Loh, kok bab 20??
Hehehe, kalo mau bab 18-19 yok intip di KBM app.
Disana udah bab 24 loh,,,
Happy reading
_____________________"Assalamualaikum," salam Khadijah saat berada tepat di pintu toko kitab.
"Waalaikum salam," jawab seseorang dari dalam seraya menghampiri Khadijah.
"Ada yang bisa di bantu, Mbak?" tanya Gus Asad, orang yang menghampiri Khadijah.
Saat tadi sedang mengobrol dengan Kang Imron, terdengar salam seseorang hingga menghentikan obrolan keduanya. Gus Asad memilih menghampiri orang tersebut sembari menjawab salamnya.
Dan betapa terkejutnya Gus Asad, saat mendapati siapa yang mengucapkan salam.

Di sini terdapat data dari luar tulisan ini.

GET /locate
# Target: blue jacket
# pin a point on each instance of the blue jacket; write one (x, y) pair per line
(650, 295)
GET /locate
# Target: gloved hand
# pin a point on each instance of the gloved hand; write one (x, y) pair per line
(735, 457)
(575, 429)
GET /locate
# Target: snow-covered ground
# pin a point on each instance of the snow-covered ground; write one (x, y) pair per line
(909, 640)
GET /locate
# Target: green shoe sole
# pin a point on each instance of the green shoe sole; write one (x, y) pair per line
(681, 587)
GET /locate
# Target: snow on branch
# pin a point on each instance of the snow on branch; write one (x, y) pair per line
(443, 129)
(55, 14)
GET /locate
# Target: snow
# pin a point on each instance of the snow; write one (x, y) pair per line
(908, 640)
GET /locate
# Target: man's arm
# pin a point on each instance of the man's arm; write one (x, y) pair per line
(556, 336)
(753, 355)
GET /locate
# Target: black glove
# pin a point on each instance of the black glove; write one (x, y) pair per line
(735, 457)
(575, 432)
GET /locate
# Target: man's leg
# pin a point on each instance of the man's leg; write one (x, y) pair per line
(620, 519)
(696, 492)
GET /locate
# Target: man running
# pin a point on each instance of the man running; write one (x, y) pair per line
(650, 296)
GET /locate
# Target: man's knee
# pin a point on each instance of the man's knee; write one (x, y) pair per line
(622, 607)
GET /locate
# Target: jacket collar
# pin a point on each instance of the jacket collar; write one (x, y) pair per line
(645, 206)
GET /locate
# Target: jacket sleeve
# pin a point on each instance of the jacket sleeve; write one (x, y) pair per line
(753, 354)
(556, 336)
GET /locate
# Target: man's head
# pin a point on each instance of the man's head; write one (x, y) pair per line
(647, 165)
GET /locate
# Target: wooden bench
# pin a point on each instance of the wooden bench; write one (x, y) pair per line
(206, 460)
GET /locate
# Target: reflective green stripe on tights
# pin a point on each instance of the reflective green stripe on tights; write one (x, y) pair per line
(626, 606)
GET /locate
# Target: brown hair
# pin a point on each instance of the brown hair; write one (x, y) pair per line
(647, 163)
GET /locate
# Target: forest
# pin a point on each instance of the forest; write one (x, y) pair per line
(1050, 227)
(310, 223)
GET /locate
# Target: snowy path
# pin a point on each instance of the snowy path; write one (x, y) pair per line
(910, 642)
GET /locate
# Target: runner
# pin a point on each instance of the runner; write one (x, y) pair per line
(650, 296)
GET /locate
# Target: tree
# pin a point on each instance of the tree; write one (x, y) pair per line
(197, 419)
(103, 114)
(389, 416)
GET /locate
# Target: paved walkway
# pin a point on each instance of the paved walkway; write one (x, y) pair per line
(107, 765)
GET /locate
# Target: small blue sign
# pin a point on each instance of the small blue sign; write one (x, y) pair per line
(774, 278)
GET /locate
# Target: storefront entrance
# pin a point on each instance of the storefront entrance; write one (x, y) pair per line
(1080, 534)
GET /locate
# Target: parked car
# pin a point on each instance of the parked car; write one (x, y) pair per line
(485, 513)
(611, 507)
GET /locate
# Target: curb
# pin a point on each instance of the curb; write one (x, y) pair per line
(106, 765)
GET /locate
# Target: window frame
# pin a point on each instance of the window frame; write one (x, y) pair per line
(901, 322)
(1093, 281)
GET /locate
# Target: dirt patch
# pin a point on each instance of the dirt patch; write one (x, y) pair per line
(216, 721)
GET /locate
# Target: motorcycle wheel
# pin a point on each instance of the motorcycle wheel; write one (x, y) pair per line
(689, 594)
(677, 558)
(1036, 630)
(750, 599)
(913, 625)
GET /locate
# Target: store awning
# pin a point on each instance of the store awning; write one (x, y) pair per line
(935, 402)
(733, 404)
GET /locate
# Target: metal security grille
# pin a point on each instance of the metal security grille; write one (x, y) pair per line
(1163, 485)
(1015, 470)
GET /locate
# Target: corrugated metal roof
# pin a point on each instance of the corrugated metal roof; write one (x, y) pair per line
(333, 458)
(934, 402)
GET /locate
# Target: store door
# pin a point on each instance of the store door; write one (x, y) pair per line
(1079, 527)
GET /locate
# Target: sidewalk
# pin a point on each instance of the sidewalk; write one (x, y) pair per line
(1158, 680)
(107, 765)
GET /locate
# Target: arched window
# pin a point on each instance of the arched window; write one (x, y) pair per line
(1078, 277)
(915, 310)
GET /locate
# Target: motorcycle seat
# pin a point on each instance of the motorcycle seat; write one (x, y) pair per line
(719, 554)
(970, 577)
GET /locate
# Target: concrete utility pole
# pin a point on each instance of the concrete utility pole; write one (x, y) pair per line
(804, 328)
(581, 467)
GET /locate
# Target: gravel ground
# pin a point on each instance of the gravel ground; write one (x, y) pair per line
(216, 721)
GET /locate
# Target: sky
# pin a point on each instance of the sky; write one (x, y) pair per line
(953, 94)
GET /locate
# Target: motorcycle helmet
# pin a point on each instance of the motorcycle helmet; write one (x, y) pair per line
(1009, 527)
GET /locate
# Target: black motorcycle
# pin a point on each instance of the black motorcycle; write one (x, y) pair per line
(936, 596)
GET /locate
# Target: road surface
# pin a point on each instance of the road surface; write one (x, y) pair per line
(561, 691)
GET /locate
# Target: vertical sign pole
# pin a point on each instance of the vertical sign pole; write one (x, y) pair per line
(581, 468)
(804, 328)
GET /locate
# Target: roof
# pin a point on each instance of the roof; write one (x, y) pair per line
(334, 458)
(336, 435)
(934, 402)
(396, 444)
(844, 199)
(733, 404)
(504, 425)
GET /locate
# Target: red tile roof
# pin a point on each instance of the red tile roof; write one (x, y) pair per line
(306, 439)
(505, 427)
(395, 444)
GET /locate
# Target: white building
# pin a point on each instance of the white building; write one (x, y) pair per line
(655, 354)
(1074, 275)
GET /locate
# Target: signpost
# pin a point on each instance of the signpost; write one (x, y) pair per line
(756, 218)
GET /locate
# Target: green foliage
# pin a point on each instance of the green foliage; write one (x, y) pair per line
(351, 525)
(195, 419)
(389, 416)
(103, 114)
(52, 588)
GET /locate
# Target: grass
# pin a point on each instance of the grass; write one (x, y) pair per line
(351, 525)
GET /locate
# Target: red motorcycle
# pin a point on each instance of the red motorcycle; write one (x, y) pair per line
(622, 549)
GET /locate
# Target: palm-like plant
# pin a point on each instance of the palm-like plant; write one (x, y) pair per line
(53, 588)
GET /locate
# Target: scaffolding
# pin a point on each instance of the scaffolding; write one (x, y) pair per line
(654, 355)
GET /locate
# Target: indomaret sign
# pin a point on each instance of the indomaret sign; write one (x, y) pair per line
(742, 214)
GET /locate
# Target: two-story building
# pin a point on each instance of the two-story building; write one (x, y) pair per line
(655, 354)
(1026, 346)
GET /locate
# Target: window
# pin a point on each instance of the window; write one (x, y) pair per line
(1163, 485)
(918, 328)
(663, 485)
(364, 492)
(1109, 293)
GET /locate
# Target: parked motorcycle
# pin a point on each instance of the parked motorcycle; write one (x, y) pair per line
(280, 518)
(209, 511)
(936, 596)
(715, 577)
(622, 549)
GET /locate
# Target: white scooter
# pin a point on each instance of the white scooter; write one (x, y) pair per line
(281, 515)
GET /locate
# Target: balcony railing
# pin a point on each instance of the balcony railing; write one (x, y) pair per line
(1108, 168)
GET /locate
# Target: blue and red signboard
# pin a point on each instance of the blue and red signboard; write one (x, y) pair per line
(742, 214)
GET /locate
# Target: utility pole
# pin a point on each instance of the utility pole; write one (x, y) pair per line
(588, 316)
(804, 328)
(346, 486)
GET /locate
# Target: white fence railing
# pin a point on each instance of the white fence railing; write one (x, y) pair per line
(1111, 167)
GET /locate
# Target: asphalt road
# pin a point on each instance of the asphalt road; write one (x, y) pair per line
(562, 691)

"Punten, Kang. Saya mau mengambil kitab pesanan santriwati untuk kajian selama ramadhan." Khadijah semakin menundukkan kepalanya saat menyadari siapa yang ada di depannya.
"Sebentar, Mbak. Saya cek dulu, takutnya ada yang kurang." Gus Asad berucap kemudian segera beranjak.
Sementara Khadijah hanya mengangguk saja, tanpa tau harus menjawab apa.
Tak Lama kemudian, Gus Asad kembali dengan setumpukan kitab di kedua tangannya. Khadijah yang melihat itu, melebarkan matanya.
"Bagaimana caraku membawanya?" batin Khadijah saat tumpukan kitab itu diletakkan diatas meja yang ada di sana. Sementara Gus Asad kembali ke dalam entah untuk apa.
Lagi-lagi, Khadijah dibuat bingung saat melihat Gus Asad kembali keluar dengan tumpukan kitab lainnya.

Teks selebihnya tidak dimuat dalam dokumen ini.